Life Returns to the Uroboros/ Space Does Not Go Anywhere/ Section 4

By Brian George

Nagel makes a great deal out of the idea of absurdity—as something created by the disjunction of objective and subjective modes of perception. Is this sense of the absurd not more of an emotional than a philosophical issue? Perhaps Nagel is rationalizing his innate emotional response to the world with an elaborate conceptual apparatus.

Let us imagine that we are grains of sand, and that chance has stuck us to a beach-ball, which revolves. We do what the law of gravity directs. If in motion, we tend to stay in motion, unless acted on by some external force. We see what is put in front of us—or as much of it as our mostly unconscious program does not censor. We are small, and for some strange reason see our smallness as unnatural. We want to be much bigger than we are.

If chance has placed us in that one spot, and no other, then why would we be bothered to do more than fill our niche? We would have no interest in the mystery of scale.

Again, let us imagine that we are grains of sand, and that chance has stuck us to a beach-ball, which revolves. Two alien children are playing catch with the Earth, whose orbit stretches, threatening to break. A throw goes wide, and the Earth is swept off on the currents of an inconceivable sea. Habits are subverted. The marriage—once happy—of the vertical to the horizontal is over. Space is big. We are very small, or so it would appear. Is there any objective reason that this disproportion should bother us? The macrocosmos watches.

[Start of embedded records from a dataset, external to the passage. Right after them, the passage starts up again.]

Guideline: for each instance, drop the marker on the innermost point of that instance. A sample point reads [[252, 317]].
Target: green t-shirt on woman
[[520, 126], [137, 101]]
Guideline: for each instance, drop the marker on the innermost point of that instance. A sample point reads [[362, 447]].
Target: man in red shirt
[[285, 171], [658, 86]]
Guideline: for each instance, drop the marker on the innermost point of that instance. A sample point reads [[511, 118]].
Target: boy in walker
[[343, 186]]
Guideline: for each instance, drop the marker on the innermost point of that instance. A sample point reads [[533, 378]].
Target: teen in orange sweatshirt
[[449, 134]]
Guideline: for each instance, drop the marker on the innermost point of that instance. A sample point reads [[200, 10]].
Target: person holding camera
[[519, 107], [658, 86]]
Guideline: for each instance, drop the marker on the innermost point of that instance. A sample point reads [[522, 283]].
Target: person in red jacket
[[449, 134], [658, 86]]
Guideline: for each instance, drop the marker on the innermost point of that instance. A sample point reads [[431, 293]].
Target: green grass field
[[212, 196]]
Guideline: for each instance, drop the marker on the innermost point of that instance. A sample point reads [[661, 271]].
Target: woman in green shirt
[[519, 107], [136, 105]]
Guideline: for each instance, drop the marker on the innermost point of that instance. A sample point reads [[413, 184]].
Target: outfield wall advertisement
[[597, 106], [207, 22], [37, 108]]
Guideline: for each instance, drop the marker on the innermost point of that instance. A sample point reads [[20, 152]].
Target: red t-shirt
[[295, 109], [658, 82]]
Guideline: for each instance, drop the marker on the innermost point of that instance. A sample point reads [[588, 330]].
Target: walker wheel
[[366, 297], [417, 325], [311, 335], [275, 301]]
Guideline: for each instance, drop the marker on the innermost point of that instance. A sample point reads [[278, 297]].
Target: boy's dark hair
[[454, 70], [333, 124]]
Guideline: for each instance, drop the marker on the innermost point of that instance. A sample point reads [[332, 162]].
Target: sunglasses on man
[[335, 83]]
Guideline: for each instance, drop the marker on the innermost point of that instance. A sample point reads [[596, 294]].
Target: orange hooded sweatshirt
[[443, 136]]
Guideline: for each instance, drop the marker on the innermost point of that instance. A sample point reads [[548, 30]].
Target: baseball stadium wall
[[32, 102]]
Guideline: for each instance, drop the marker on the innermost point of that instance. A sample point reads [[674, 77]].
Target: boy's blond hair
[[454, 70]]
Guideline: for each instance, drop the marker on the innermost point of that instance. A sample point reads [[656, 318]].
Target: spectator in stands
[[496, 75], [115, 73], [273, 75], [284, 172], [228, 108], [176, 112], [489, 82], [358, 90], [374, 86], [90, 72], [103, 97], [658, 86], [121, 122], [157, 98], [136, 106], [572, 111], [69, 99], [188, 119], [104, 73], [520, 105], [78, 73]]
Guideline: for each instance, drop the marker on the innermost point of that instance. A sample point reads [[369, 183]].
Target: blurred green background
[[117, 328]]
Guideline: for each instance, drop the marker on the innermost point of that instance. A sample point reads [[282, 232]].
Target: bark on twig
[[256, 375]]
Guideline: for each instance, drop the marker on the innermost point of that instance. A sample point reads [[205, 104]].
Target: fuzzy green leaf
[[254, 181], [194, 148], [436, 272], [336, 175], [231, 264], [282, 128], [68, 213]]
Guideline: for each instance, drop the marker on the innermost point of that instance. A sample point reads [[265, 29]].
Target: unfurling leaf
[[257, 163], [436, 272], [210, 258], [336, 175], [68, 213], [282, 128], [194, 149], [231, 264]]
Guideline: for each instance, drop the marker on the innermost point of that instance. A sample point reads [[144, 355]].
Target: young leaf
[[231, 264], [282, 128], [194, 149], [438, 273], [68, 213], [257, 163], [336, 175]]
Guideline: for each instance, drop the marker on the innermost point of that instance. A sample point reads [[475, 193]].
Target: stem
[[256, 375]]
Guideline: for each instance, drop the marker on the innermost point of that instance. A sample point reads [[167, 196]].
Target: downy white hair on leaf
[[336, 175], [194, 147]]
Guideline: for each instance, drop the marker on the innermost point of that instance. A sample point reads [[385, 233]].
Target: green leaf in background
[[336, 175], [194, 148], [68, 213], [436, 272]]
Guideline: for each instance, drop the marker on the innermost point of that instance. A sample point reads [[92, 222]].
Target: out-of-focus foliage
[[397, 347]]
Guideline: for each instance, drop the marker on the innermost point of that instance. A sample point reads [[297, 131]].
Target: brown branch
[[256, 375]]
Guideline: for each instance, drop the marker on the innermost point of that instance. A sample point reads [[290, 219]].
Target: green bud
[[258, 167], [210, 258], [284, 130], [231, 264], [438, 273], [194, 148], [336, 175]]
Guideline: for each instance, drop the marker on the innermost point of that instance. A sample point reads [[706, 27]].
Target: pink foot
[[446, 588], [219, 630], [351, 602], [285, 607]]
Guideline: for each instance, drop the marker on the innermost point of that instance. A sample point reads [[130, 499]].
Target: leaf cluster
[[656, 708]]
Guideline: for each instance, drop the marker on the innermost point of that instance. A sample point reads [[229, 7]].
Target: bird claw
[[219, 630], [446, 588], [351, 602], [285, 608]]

Is life absurd, and would death make any difference? Intellect is a doctor without hands. Ego is a shaman without power. Imagination is a fish without a boat.

If we had not already been where we were going, then how could we ever tell if we had we had reached our destination? If, in fact, we were as stupid as we think, then we would have no urge to interrogate each law, or to test the world against our memory of its archetype. A would lead to B, and we would eat and fight and reproduce, without caring that our consciousness was once as vast as space.

If we had not forgotten how to breathe without our lungs, then our bodies would not dare to disappoint us. Our breath would fuel the lamps of an interdimensional city.

Let us suppose that intellect, ego, and imagination are colored areas on the surface of a turning torus—a kind of donut—whose circumference turns through its center, and whose center then turns into the circumference. The motion of these areas is continuous; their separate locations on the surface do not appear to change, anymore than we must leave home for the Earth to orbit around the sun. At all times, we are standing on the outside of a hypersphere, looking in, as well as on the inside looking out.

Is it possible that our consciousness is neither here nor there, that up is down, and that the inner and the outer worlds continuously change places? Is the one self many? To whom should the inhabitants of the torus turn—if they desire to deconstruct the movement of the 10-dimensional kaleidoscope?

We come and go over inconceivable spans. One of our days is 432,000 years long. As beings, our mode of movement is the convoluted curve, thus our sense of movement is—and must be—circular. It is not—and cannot be—linear. It cannot be imposed by fiat from without. It must start where all projected systems end.